In this project, you will experiment with and observe the performance of various sorting algorithms applied to data in different states of organization. Two of the data files will be organized randomly (two different sizes), one will be already sorted, and one will be sorted in exactly in the opposite order of the desired order. You will learn that different sort algorithms have different performance in these different situations

Download and unzip the ZIP file indicated above. It contains the L&C example code for the class "SortingAndSearching" which has multiple sorting methods each of which uses a different algorithm. It contains code for a SortCounter class with a main method that reads a file and sets up its data in an array for sorting by each of the five methods. There are a number of data files as samples for sorting -- the names should be self-explanatory except for mystery.txt.

SortCounter class:

NOTE: DO NOT CHANGE THE OPERATOR INTERFACE IMPLEMENTED IN THIS CLASS. IT MUST BE KEPT AS-IS SO THAT THE GRADER CAN USE A COMMON SCRIPT FOR TESTING EACH STUDENT'S CODE.

Modifications to SortingAndSearching class:

There are attributes and methods to maintain an integer attribute compareCount for the number of comparisons that the sort algorithm makes on the data in each file while sorting it. It also has a memoryCount and maxMemoryCount attributes for the amount of extra memory used by mergeSort. A constructor initializes all attributes to zero. A getCompareCount() method reads the compare counter value (after performing a sort experiment on a file). A resetCompareCount()method resets the compare count to zero prior to doing the next sort experiment.  A getMemoryCount method reads the maximum memory counter after that merge sort method is called. None of the code needed to generate data in these attributes is provided.

You must "instrument" the code of the "SortingAndSearching" class to generate the correct data. Study the code for each sorting method. Identify all places where the code calls compareTo on the data values that are being sorted and add code to increment the compareCount value at those places. Also, add code to the mergeSort method to generate the memoryCount and maxMemoryCount data. Now, run experiments using the supplied data files to characterize the performance of each sort algorithm. Copy and paste the results of your experiments to your report (in memo.txt) to record the data as a baseline.

Study the code for the bubble sort method further. You should have already run experiments that show how well the bubble sort code performs. Now, implement an improvement in the code so that the inner loop keeps track of if a swap is made and the outer loop terminates if the inner loop makes no swaps. That would imply that the data is already sorted.
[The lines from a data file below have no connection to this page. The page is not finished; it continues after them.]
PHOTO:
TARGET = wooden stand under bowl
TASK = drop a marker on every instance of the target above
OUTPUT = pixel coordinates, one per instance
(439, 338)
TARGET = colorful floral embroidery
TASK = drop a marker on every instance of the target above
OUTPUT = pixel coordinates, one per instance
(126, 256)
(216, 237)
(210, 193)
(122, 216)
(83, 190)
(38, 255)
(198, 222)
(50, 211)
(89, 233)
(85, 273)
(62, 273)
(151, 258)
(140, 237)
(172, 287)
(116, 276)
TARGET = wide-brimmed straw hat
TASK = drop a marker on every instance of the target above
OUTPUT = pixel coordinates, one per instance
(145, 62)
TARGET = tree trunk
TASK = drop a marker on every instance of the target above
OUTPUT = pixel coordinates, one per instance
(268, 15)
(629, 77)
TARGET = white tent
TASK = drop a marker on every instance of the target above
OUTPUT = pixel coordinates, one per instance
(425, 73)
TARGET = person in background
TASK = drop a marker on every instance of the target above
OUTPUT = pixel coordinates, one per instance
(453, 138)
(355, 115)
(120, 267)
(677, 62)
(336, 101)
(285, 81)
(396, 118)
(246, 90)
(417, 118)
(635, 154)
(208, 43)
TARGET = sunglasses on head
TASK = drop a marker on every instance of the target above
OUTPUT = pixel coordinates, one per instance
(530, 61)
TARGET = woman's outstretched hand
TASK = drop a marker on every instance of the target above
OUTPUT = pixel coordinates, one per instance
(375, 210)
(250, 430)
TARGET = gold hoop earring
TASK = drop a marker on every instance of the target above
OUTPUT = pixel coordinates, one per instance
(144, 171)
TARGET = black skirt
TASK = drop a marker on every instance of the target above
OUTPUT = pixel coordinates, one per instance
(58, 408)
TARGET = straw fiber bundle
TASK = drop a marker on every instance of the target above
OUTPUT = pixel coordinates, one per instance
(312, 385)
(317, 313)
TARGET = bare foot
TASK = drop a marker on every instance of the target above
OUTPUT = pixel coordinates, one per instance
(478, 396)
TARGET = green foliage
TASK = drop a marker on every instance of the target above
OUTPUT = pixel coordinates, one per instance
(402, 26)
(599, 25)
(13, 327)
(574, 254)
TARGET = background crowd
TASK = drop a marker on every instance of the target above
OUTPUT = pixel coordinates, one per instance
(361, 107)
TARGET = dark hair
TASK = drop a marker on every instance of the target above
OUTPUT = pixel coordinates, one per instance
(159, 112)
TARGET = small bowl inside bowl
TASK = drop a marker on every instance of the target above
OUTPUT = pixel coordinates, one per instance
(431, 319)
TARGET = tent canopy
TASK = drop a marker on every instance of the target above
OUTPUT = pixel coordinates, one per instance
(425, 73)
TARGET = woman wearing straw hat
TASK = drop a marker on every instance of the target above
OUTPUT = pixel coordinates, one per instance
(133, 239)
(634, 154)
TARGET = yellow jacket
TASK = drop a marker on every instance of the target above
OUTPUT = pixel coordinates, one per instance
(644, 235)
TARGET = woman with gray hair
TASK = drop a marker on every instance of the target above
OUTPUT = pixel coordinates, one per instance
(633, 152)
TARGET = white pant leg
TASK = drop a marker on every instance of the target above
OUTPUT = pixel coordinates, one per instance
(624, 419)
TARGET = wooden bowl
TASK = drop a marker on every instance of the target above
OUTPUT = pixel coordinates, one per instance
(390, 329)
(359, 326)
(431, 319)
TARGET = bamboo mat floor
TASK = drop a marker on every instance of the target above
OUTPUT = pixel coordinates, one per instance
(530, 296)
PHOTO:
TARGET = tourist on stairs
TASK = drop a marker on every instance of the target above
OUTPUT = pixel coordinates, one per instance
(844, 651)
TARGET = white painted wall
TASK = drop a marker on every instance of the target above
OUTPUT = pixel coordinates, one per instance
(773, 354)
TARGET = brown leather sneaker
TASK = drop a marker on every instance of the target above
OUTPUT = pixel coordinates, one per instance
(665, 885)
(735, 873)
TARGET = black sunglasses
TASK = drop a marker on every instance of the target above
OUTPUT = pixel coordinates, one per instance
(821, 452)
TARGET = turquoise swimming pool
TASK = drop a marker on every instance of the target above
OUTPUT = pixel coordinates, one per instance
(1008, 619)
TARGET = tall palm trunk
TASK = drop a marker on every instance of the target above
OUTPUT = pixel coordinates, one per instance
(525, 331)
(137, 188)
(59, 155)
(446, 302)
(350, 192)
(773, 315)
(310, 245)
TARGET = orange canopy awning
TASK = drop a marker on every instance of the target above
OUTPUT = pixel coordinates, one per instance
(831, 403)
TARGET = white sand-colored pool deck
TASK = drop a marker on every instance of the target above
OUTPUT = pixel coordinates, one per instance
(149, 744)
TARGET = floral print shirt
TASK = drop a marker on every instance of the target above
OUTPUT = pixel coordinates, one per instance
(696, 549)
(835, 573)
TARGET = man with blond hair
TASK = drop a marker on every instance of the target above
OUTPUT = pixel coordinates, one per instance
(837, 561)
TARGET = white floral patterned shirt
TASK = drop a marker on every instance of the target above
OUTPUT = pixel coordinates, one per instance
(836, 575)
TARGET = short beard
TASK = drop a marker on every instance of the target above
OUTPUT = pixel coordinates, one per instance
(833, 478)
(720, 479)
Run experiments that show how well it performs after you make the change. Explain the observed differences from the baseline in your report.

Study the code for the quick sort method further. You should have already run experiments that show how well the quick sort code performs. Now, implement the suggestion made in the lecture notes to select the middle element instead of the first element as the partition element. Hint: Swap the middle element and the first element before doing the rest of the sort. Run experiments that show how well it performs after you make the change. Explain the observed differences from the baseline in your report.

Study the code for the merge sort method further. You should have already run experiments that show how well the merge sort code performs and display the amount of extra memory it used. Now, implement the suggestion made in the lecture notes to use less memory by allocating memory for the merge process after the recursive calls instead of before the recursive calls. Don't forget to move the code for measuring the memory use data. Explain the observed differences from the baseline in your report.

Experimenting and Reporting:

The zip file also contains some test data files that present different situations for sorting. Any file named random contains data that is not in any sorted order. Any file named sorted contains data that has previously been sorted in the same order that the algorithms will be trying to sort the data. Any file named reverse contains data that has previously been sorted in exactly the opposite order from the order that the algorithms will be trying to sort the data. Sort the file mystery.txt and try to figure out what problem it causes for one of the algorithms. Include your conclusion in your report.

Gather your experimental test results and discuss your observations/conclusions in your memo.txt report file. You must discuss your observations relative to the expected theoretical behavior of each algorithm based on Big-O notation. Include copy and paste results of your runs from the DrJava interactions window into memo.txt to provide supporting evidence for your discussion and your conclusions.